“Educazione e teologia sono inseparabili”
“Non è possibile affrontare la sfida educativa senza rianimare la riflessione di fondo sulla condizione umana e sulla sua grandezza, sulla sua contingenza e sulla sua destinazione infinita”. Ne è convinto mons. Mariano Crociata, segretario generale della Cei, che intervenendo oggi al Convegno sugli Issr ha affermato che “educazione e riflessione teologica sono in certo modo inseparabili,”, perché “l’interesse teologico e quello educativo si incontrano nell’uomo; condividono il servizio alla sua coscienza, l’inserimento in una verità che non è mai un sapere astratto o fine a se stesso, ma sempre una sapienza di vita buona”. Di fronte ad una “prassi educativa molto spesso tecnicizzata e frammentata” e ad un educare “ridotto a un’opera di socializzazione e di autosviluppo”, per il segretario generale della Cei “l’approfondimento teologico – in fecondo dialogo con tutte le scienze – propone le esigenze dei significati fondamentali del vivere”. Di qui la necessità di “un permanente e organico percorso di formazione della coscienza nell’orizzonte del vero, del bene e del bello”, in cui agli Issr “spetta un compito rilevante”, in quanto “ambiente straordinariamente favorevole non solo per alimentare la dimensione riflessa della conoscenza del contenuto della rivelazione, anch’essa via di umanizzazione”, ma anche per un “processo di personalizzazione della fede”.
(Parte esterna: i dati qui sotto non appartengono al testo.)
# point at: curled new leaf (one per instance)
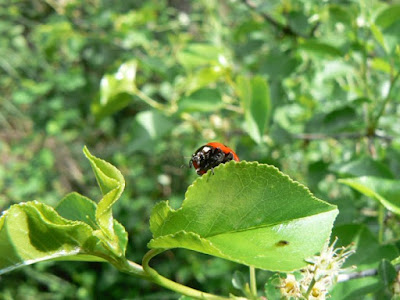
(112, 184)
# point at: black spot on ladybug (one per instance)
(282, 243)
(209, 156)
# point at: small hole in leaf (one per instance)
(282, 243)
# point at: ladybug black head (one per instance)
(208, 157)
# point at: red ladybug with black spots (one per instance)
(211, 155)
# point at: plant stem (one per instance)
(386, 100)
(155, 277)
(253, 284)
(312, 283)
(381, 220)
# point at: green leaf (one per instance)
(337, 120)
(249, 213)
(379, 36)
(203, 78)
(155, 124)
(112, 184)
(204, 100)
(388, 16)
(386, 191)
(255, 99)
(363, 166)
(195, 55)
(319, 48)
(387, 272)
(380, 64)
(116, 90)
(76, 207)
(32, 232)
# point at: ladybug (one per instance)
(211, 155)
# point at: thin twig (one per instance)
(339, 136)
(285, 29)
(361, 274)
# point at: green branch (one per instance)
(155, 277)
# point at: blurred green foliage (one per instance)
(309, 86)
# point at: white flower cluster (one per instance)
(318, 276)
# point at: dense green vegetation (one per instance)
(310, 87)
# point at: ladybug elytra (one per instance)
(211, 155)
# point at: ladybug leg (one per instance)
(229, 157)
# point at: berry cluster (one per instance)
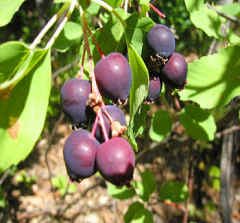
(163, 63)
(105, 149)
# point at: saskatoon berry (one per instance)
(116, 161)
(79, 154)
(154, 89)
(162, 40)
(74, 97)
(175, 71)
(114, 76)
(117, 115)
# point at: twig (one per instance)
(190, 182)
(157, 11)
(229, 17)
(228, 131)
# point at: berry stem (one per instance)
(157, 11)
(102, 124)
(95, 89)
(95, 41)
(95, 124)
(81, 72)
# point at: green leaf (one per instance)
(198, 123)
(144, 6)
(24, 113)
(147, 186)
(12, 56)
(140, 120)
(213, 80)
(174, 191)
(8, 9)
(161, 125)
(72, 34)
(204, 18)
(136, 213)
(139, 88)
(122, 193)
(230, 8)
(114, 3)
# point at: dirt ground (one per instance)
(38, 201)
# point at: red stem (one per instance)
(102, 124)
(95, 41)
(157, 10)
(95, 125)
(80, 75)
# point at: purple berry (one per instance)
(154, 89)
(114, 76)
(175, 71)
(116, 161)
(74, 97)
(117, 115)
(162, 40)
(79, 154)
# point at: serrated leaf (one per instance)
(198, 123)
(213, 80)
(8, 9)
(139, 88)
(204, 18)
(137, 28)
(174, 191)
(20, 129)
(147, 186)
(161, 125)
(12, 56)
(72, 34)
(136, 213)
(122, 193)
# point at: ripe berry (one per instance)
(74, 97)
(175, 71)
(162, 40)
(114, 76)
(116, 161)
(154, 89)
(117, 115)
(79, 154)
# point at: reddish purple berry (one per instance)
(114, 76)
(79, 154)
(116, 161)
(175, 71)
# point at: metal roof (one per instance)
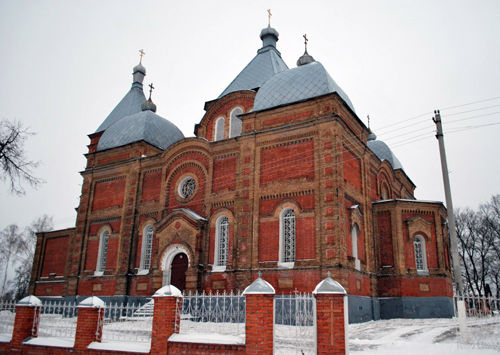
(143, 126)
(129, 105)
(383, 152)
(265, 64)
(297, 84)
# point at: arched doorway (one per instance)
(178, 271)
(174, 264)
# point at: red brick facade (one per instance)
(310, 157)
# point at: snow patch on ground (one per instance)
(211, 338)
(423, 336)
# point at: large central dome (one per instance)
(298, 84)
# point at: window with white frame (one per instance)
(103, 252)
(235, 123)
(354, 236)
(219, 129)
(287, 237)
(420, 254)
(222, 241)
(147, 248)
(187, 187)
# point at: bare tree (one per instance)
(16, 168)
(9, 238)
(26, 250)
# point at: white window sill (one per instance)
(217, 268)
(289, 265)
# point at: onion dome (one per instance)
(144, 126)
(265, 64)
(297, 84)
(131, 103)
(383, 152)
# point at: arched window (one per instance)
(222, 241)
(420, 254)
(287, 237)
(103, 252)
(235, 123)
(219, 129)
(354, 236)
(147, 248)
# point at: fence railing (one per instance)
(482, 323)
(212, 313)
(57, 319)
(7, 316)
(128, 323)
(295, 324)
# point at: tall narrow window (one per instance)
(103, 252)
(219, 129)
(222, 242)
(147, 248)
(354, 235)
(287, 236)
(235, 123)
(420, 254)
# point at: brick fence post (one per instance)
(259, 324)
(164, 318)
(27, 319)
(89, 323)
(331, 318)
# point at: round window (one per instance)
(187, 187)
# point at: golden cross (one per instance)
(151, 90)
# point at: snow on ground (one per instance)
(424, 336)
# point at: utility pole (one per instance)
(457, 275)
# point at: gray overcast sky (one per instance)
(66, 64)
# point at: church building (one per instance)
(281, 177)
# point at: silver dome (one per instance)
(143, 126)
(297, 84)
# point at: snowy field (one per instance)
(424, 337)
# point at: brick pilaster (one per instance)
(88, 326)
(164, 320)
(24, 323)
(259, 324)
(331, 324)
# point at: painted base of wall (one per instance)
(364, 309)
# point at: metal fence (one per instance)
(7, 316)
(295, 324)
(57, 319)
(128, 322)
(482, 323)
(212, 313)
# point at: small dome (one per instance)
(143, 126)
(383, 152)
(297, 84)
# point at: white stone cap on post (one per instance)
(329, 285)
(259, 287)
(92, 302)
(168, 291)
(30, 301)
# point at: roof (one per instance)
(297, 84)
(265, 64)
(143, 126)
(383, 152)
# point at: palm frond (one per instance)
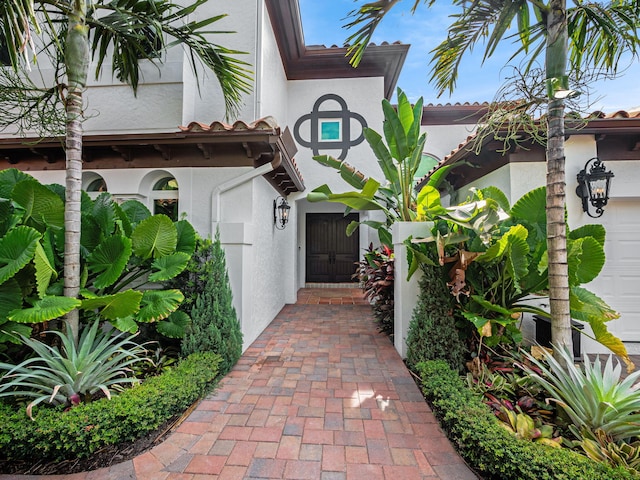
(601, 34)
(136, 30)
(484, 20)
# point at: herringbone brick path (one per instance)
(319, 395)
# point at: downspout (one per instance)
(237, 181)
(257, 106)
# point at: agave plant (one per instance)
(594, 396)
(68, 375)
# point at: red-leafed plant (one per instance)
(375, 274)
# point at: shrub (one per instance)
(375, 274)
(214, 323)
(432, 331)
(99, 362)
(594, 397)
(55, 435)
(491, 449)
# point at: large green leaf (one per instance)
(10, 298)
(585, 258)
(45, 271)
(158, 304)
(383, 155)
(609, 340)
(46, 309)
(532, 209)
(186, 237)
(394, 132)
(596, 231)
(125, 324)
(9, 178)
(109, 260)
(169, 266)
(155, 237)
(90, 234)
(356, 200)
(175, 326)
(123, 220)
(118, 305)
(135, 210)
(16, 250)
(587, 307)
(498, 195)
(429, 203)
(42, 207)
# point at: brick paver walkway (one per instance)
(319, 395)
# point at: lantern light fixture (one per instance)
(280, 213)
(593, 186)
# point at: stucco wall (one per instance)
(618, 282)
(362, 96)
(271, 87)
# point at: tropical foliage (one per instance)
(126, 32)
(594, 396)
(57, 434)
(586, 36)
(498, 261)
(70, 374)
(399, 156)
(434, 331)
(121, 34)
(491, 449)
(375, 275)
(123, 248)
(214, 322)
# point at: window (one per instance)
(165, 198)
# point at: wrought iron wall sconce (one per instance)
(593, 186)
(280, 213)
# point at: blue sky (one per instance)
(322, 21)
Secondo mons. Crociata, dal “pensare la fede” e dal “dialogo tra fede e cultura nel territorio dipende in larga parte l’evangelizzazione”: di qui “il necessario radicamento degli Istituti nellavita delle Chiese particolari” e l’“impegno comune di lettura delle esigenze che si manifestano nel vivo delle problematiche culturali diffuse nel tessuto locale, così da illuminarle in profondità e dal di dentro con la luce della rivelazione”. Per mons. Crociata, il compito degli Issr consiste nel “mostrare come la libertà del credente può e sa contribuire alla fisionomia culturale del proprio tempo, all’elaborazione di un pieno umanesimo offerto a tutti”. “In un tempo di irrimediabile debolezza – ha proseguito il segretario generale della Cei – non bisognerebbe avere timore di osare un pensiero teologico forte. E d’altra parte, senza una teologia solida alle spalle, è difficile aspettarsi una evangelizzazione convinta e convincente, come del resto ogni altra operatività ecclesiale. Il compito di una istituzione teologica è tenere viva la fiamma di un pensiero fondato e vigoroso”. Un compito, questo, che “ha accompagnato sempre la storia della fede e ad ogni epoca ha cercato di rispondere alle sfide e alle nuove domande che il cammino dell’uomo in forme sempre nuove proponeva”. Tra le “sfide” da raccogliere oggi, mons. Crociata ha menzionato non soltanto le “questioni nuove che gli sviluppi del pensiero, della scienza, della tecnica presentano”, ma anche la “necessità di confrontarsi con altri saperi, con il pluralismo dell’esperienza etica e religiosa”. “Crescere in profondità”: questo il compito assegnato dal segretario generale della Cei agli Issr, esortati a “radicarsi sempre più nelle proprie origini” ma nello stesso tempo a “non temere di raggiungere le punte più avanzate verso il futuro”.